UN’s partnership with Tencent at odds with its push for global unity - Markoff
https://www.ft.com/content/192f8d60-ac18-415d-b700-78ce5735a5b6
======
Markoff
As the coronavirus pandemic rages on with no end in sight, the United Nations
has announced it will partner with Tencent to celebrate its 75th anniversary —
via video conference.

The Chinese tech giant and the UN say they want to have online conversations
with millions of people across the globe about what the world should look like
in 25 years, and the role of international co-operation in solving global
pandemics such as the coronavirus.

The company, which owns the Chinese superapp WeChat, has the biggest social
media reach in China. Its video-conferencing platform Tencent Meeting has more
than 10m daily active users, while VooV Meeting, the international version of
Tencent Meeting, is now available in over 100 countries and regions around the
world.

But the UN’s partnership with Tencent has given privacy campaigners cause for
concern. For one thing, it means sending global conversation data — at some
points unencrypted, and so visible to Tencent — through a country known for
its invasive line on privacy. Like other Chinese tech companies, Tencent is
required to comply with requests for user data from the Chinese government.

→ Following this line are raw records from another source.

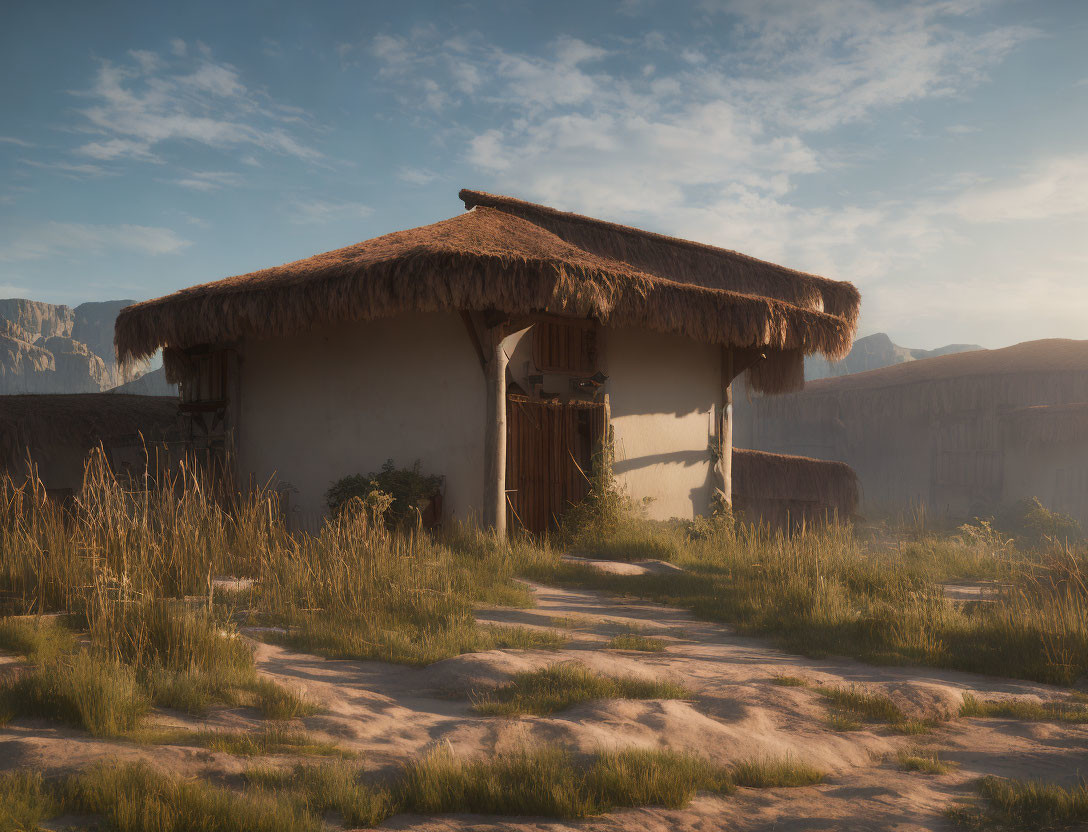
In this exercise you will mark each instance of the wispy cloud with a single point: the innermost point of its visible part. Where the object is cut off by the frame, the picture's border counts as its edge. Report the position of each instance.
(417, 175)
(68, 169)
(140, 108)
(81, 239)
(314, 211)
(209, 181)
(718, 128)
(1052, 188)
(738, 139)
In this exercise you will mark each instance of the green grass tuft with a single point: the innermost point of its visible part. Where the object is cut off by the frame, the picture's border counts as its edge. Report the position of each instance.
(635, 642)
(852, 707)
(25, 801)
(1023, 805)
(776, 773)
(563, 685)
(275, 702)
(838, 721)
(273, 740)
(1033, 711)
(790, 681)
(544, 782)
(654, 778)
(97, 695)
(138, 798)
(330, 786)
(924, 762)
(40, 640)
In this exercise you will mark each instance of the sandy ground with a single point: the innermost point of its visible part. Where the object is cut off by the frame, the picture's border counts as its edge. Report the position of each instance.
(390, 713)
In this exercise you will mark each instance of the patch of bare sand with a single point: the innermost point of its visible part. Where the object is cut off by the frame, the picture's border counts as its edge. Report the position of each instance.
(391, 713)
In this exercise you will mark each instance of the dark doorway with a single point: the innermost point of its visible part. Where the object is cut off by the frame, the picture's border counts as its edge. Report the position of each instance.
(549, 448)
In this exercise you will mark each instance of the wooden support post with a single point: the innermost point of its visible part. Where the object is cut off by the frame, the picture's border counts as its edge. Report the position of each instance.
(495, 435)
(727, 426)
(724, 467)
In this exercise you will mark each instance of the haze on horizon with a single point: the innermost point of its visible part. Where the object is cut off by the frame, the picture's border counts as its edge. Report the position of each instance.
(935, 152)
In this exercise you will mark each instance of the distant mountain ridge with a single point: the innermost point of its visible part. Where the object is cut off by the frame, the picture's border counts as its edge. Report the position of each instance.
(874, 352)
(57, 348)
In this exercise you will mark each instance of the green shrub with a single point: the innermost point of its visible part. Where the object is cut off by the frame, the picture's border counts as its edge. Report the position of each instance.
(399, 494)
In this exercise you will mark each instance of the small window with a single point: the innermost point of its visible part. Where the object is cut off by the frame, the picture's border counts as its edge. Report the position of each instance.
(565, 347)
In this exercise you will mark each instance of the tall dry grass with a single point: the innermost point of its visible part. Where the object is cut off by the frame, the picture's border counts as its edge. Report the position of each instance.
(133, 567)
(830, 590)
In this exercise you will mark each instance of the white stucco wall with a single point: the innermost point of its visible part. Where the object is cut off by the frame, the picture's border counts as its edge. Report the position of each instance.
(340, 401)
(663, 390)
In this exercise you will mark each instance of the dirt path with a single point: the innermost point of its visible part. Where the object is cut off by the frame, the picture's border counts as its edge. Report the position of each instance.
(391, 712)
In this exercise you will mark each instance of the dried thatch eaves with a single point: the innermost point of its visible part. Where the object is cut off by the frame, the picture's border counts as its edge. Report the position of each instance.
(761, 475)
(498, 257)
(787, 491)
(1047, 424)
(29, 424)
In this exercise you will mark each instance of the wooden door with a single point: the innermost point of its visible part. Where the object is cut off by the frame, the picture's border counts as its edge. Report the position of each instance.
(549, 449)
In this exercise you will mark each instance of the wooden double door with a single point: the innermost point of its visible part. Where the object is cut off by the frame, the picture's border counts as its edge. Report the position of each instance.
(549, 451)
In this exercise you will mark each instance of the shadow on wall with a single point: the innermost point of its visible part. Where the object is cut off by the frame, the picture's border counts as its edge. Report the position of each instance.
(681, 457)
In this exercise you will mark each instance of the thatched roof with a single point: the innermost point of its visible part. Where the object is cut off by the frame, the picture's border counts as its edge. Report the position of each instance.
(33, 423)
(1047, 424)
(517, 258)
(758, 475)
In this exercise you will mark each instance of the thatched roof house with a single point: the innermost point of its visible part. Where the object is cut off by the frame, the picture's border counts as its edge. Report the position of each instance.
(465, 292)
(782, 489)
(58, 431)
(943, 431)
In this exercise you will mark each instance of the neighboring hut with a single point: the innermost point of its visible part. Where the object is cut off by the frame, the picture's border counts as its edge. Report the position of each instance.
(58, 432)
(499, 348)
(1046, 456)
(789, 492)
(962, 434)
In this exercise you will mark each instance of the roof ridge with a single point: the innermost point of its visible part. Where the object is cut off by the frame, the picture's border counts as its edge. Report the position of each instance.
(498, 201)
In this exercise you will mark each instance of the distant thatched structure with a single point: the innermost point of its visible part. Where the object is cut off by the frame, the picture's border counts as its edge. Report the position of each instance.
(57, 432)
(942, 431)
(1048, 424)
(786, 491)
(516, 258)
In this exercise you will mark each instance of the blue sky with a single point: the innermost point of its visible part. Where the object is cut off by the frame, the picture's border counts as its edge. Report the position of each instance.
(934, 152)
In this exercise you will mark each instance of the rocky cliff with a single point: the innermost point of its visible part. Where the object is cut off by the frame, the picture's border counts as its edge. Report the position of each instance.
(54, 348)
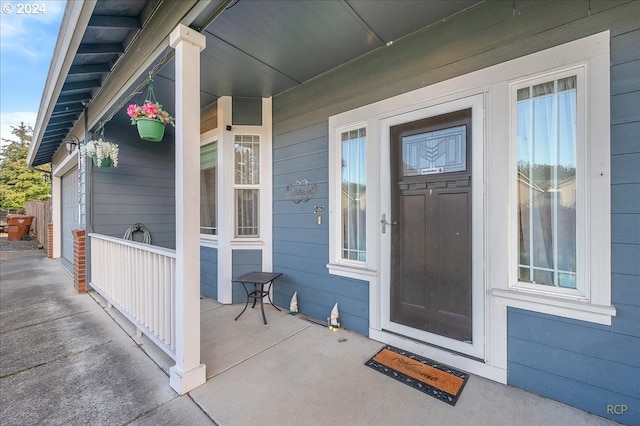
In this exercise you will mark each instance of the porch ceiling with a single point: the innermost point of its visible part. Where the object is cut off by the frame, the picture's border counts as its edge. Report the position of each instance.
(254, 48)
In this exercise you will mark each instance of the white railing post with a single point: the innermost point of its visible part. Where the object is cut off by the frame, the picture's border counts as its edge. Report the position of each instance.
(188, 372)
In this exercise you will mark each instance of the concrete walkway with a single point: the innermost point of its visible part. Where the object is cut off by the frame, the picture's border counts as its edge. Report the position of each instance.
(65, 359)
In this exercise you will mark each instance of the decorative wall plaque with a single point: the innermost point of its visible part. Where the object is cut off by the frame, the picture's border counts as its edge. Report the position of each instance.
(301, 191)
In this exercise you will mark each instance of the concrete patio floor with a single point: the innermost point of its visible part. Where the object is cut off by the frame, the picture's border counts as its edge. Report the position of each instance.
(65, 359)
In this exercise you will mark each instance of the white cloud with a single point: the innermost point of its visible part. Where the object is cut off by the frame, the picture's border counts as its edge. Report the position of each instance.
(26, 32)
(14, 119)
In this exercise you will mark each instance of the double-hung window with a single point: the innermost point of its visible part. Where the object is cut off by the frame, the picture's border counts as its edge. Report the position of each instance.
(247, 185)
(209, 189)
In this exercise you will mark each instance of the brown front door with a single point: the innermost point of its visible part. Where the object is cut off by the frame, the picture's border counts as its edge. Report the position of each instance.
(431, 238)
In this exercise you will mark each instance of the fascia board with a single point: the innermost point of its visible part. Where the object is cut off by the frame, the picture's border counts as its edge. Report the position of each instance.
(149, 45)
(74, 24)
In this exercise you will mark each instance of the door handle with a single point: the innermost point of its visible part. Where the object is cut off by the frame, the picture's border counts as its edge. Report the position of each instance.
(384, 223)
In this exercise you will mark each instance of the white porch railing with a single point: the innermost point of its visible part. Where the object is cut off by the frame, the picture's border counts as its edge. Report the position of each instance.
(140, 281)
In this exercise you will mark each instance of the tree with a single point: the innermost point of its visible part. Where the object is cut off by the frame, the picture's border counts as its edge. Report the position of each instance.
(18, 183)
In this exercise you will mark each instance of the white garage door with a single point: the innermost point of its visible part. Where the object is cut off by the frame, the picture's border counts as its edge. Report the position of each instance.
(70, 212)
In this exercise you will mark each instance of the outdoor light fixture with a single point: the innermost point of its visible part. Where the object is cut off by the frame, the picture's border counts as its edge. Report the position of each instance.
(71, 142)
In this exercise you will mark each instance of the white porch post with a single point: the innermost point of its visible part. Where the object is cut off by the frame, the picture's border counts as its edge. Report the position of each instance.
(188, 373)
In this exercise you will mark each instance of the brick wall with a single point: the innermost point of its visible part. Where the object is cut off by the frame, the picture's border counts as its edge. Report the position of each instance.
(79, 259)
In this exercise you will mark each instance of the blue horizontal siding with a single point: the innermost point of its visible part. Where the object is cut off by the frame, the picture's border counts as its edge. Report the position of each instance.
(584, 396)
(317, 295)
(209, 272)
(585, 365)
(610, 376)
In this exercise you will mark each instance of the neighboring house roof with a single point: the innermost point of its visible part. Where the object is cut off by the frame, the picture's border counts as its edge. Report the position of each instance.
(106, 49)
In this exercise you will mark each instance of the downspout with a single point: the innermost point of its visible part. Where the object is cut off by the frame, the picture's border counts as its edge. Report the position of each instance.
(88, 200)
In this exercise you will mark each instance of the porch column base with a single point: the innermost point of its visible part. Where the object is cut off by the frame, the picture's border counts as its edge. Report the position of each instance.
(185, 381)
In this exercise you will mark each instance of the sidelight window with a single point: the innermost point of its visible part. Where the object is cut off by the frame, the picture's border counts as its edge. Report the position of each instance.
(354, 194)
(209, 189)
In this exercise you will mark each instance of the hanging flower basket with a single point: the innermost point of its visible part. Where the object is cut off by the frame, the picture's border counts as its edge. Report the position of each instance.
(150, 117)
(104, 153)
(105, 162)
(150, 129)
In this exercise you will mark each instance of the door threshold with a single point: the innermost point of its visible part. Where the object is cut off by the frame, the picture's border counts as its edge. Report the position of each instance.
(476, 366)
(431, 345)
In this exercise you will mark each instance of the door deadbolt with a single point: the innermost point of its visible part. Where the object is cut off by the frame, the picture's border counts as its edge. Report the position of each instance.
(384, 223)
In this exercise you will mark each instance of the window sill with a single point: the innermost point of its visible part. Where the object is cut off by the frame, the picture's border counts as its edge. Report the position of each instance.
(351, 271)
(562, 307)
(208, 241)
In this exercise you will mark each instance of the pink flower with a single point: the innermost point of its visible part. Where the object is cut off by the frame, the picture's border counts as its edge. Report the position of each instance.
(133, 110)
(150, 110)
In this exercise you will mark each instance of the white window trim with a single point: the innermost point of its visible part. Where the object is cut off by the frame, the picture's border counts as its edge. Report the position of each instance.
(226, 221)
(207, 138)
(591, 301)
(337, 265)
(499, 251)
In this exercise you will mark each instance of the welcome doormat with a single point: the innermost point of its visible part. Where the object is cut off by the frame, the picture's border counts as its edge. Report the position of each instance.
(438, 380)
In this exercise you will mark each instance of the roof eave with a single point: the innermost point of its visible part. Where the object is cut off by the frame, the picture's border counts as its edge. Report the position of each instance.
(74, 24)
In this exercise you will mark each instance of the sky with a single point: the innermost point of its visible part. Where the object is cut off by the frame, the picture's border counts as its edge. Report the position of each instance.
(28, 34)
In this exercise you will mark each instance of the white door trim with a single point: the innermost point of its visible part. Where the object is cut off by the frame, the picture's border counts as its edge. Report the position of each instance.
(475, 349)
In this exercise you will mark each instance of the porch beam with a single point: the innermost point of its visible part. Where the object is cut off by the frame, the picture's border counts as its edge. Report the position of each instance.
(188, 373)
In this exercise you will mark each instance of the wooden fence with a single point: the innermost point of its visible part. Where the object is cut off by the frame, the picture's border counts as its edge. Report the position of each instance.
(41, 212)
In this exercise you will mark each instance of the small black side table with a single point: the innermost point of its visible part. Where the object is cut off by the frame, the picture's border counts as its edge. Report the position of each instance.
(259, 281)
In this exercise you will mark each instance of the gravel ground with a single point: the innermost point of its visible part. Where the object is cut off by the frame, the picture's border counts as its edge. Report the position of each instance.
(6, 245)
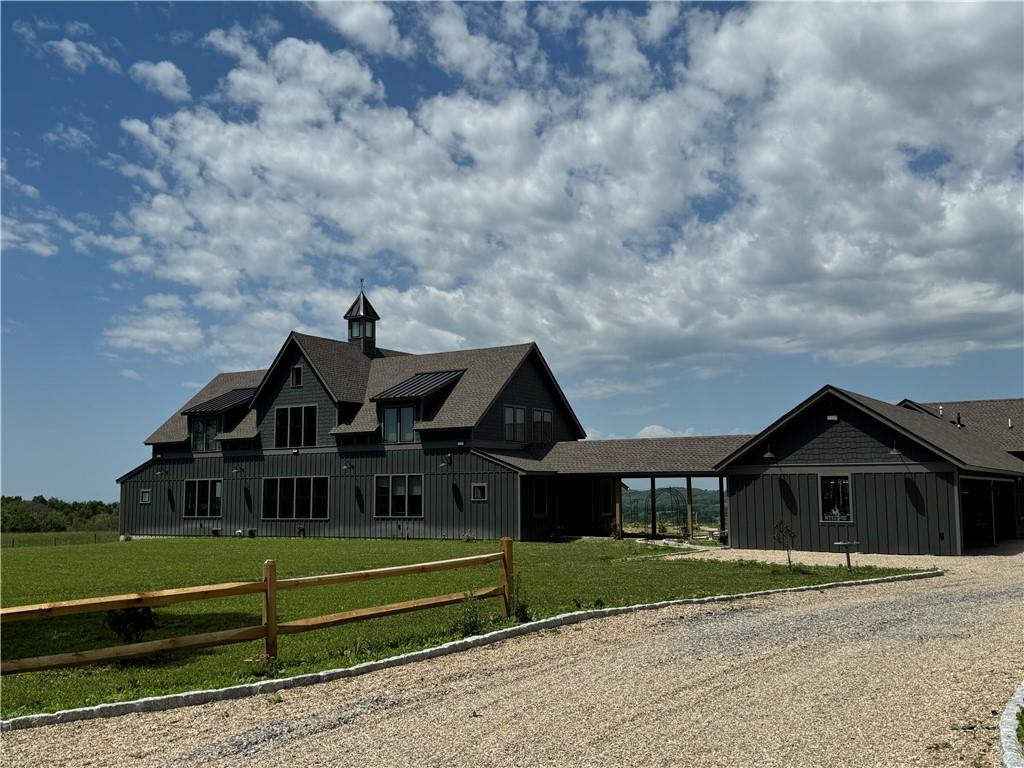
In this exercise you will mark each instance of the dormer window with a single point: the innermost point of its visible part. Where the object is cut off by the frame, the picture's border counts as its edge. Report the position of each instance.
(398, 424)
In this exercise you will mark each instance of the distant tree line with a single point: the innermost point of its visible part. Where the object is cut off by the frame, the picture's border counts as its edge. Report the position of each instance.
(42, 514)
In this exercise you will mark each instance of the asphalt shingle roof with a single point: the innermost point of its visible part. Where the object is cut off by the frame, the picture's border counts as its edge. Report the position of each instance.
(486, 372)
(175, 429)
(662, 456)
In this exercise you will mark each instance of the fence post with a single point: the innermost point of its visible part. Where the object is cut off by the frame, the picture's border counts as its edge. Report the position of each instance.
(507, 577)
(270, 608)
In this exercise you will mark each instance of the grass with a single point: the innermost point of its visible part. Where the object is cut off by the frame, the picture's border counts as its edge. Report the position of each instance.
(57, 539)
(553, 579)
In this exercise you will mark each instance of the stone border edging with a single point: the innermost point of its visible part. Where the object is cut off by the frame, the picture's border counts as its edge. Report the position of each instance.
(188, 698)
(1013, 751)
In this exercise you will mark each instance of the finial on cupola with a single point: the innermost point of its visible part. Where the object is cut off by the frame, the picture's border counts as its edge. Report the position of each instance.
(361, 323)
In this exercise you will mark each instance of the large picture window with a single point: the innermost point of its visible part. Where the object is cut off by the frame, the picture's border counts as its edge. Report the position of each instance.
(398, 496)
(204, 434)
(542, 426)
(295, 427)
(836, 499)
(203, 498)
(295, 498)
(515, 423)
(398, 424)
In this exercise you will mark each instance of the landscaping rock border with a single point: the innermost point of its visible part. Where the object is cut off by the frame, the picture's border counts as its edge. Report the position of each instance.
(174, 700)
(1013, 751)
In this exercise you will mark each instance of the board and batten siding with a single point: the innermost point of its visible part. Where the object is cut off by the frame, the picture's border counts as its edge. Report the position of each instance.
(279, 392)
(449, 509)
(893, 512)
(531, 388)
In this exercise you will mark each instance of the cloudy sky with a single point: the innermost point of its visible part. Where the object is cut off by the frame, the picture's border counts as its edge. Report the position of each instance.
(700, 213)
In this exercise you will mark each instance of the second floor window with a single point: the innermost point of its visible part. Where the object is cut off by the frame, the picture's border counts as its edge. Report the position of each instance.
(542, 426)
(515, 423)
(295, 426)
(398, 424)
(205, 433)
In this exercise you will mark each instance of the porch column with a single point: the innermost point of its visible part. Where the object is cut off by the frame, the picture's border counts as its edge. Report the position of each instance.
(653, 509)
(721, 503)
(689, 506)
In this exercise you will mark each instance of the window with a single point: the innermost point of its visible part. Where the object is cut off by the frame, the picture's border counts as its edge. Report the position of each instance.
(836, 499)
(295, 426)
(203, 498)
(398, 424)
(515, 423)
(542, 426)
(398, 496)
(295, 498)
(205, 433)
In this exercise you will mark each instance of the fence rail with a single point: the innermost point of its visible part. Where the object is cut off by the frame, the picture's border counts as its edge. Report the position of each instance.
(268, 630)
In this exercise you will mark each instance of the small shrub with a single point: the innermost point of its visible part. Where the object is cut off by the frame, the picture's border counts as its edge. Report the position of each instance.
(469, 622)
(129, 624)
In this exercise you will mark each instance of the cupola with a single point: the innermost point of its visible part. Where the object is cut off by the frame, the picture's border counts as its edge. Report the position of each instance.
(363, 324)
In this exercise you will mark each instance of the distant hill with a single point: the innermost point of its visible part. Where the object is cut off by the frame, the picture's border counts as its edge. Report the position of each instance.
(671, 503)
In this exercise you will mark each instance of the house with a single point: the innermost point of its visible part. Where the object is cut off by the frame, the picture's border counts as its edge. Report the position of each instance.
(905, 478)
(346, 438)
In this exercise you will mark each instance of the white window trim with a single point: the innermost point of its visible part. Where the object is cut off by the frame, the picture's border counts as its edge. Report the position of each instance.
(423, 494)
(184, 495)
(303, 406)
(262, 497)
(821, 499)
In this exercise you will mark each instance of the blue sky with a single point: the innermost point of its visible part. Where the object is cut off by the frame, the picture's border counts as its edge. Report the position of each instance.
(700, 213)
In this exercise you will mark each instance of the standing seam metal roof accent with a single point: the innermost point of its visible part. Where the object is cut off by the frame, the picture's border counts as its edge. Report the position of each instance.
(420, 385)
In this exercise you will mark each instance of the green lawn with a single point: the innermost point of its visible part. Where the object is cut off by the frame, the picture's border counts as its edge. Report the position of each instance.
(554, 578)
(57, 539)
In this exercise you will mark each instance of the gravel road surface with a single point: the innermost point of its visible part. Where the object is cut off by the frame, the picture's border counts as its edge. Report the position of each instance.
(909, 674)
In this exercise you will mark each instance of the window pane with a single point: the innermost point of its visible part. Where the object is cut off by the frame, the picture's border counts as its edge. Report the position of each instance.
(382, 508)
(320, 497)
(416, 496)
(286, 504)
(407, 424)
(281, 428)
(390, 425)
(202, 498)
(189, 510)
(303, 497)
(270, 498)
(398, 496)
(509, 423)
(309, 425)
(212, 427)
(295, 426)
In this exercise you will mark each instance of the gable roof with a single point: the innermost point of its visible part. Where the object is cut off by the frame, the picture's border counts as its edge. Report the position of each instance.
(641, 456)
(987, 419)
(957, 445)
(484, 374)
(175, 429)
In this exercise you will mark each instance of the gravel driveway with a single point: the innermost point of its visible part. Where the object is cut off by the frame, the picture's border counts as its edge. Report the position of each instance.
(890, 675)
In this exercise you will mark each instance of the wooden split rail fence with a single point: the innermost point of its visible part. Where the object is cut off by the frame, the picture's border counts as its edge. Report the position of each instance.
(270, 628)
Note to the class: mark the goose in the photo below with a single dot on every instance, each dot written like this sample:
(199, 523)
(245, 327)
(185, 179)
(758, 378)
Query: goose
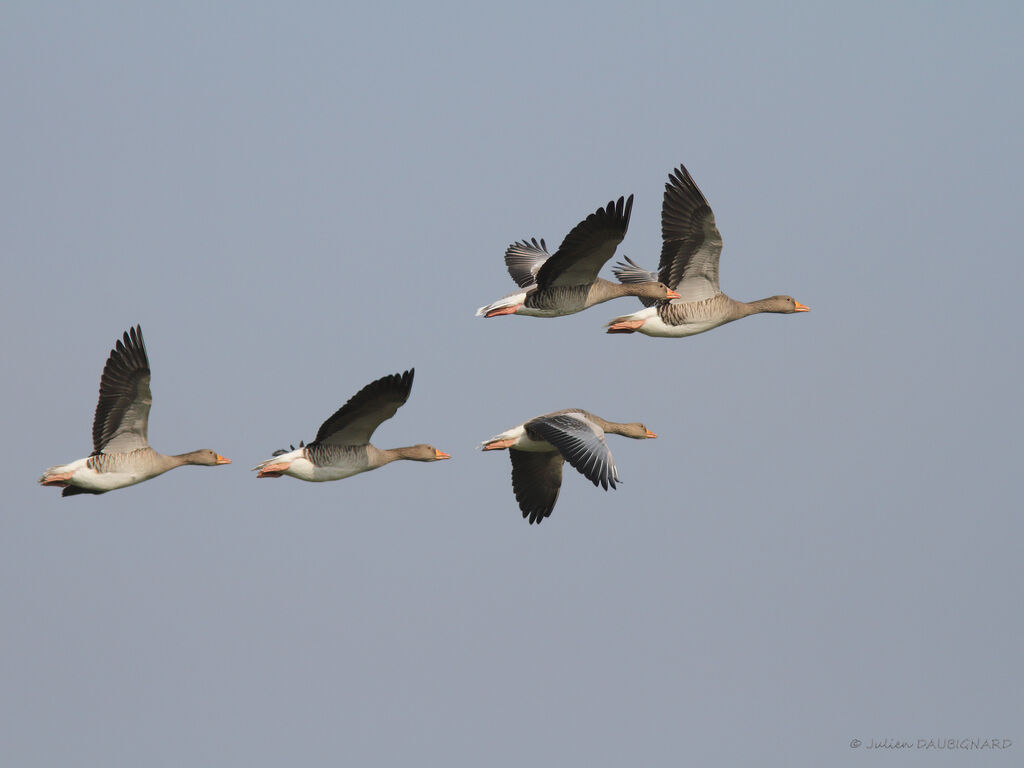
(121, 454)
(566, 282)
(690, 247)
(342, 446)
(540, 446)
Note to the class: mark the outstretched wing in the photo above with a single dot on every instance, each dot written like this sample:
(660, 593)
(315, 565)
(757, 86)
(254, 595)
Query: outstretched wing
(122, 417)
(588, 247)
(537, 478)
(354, 423)
(581, 441)
(524, 259)
(690, 241)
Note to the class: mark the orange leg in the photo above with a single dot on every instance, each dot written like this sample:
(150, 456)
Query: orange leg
(498, 444)
(60, 480)
(624, 327)
(503, 310)
(273, 470)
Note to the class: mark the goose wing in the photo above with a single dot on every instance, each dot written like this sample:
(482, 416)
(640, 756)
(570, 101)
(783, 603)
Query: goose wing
(523, 259)
(690, 241)
(354, 423)
(537, 478)
(588, 247)
(122, 418)
(581, 441)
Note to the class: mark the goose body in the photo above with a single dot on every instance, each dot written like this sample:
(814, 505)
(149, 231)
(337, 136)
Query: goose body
(342, 446)
(691, 246)
(540, 446)
(566, 282)
(122, 455)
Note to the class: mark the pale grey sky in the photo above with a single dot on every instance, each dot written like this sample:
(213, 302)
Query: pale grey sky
(293, 200)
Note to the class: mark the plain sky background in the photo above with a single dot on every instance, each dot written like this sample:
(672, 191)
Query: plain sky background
(295, 199)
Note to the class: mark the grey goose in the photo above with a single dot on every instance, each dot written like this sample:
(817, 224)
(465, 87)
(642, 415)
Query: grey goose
(121, 454)
(690, 249)
(342, 446)
(540, 446)
(566, 282)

Beijing relies on the country’s tech giants to help clamp down on diverse
voices. In the initial stages of the coronavirus outbreak, Tencent censored
information about the disease — a move that many argue may have limited the
Chinese public’s ability to protect themselves from the disease, which has now
killed 3,335 people in the country.

The censored Covid-19 keywords covered a wide range of topics including
factual information about the disease as well as both critical and neutral
references to how the government handled the outbreak.

Meanwhile, the Chinese Communist Party is bolstered by a deep arsenal of vague
laws on which it can draw to compel companies to aid it, including its
national intelligence law, national security law, counter-terrorism law and
cyber security law.

Moreover, global tech giants have a history of handing over data to the
Chinese government. In 2005, for example, a Chinese journalist was sentenced
to 10 years in prison after Yahoo allegedly helped the Chinese authorities to
track him down.

In recent weeks, the growing privacy woes surrounding the US video-
conferencing platform Zoom have illustrated heightened concerns western
countries have over the exposure of their data to China.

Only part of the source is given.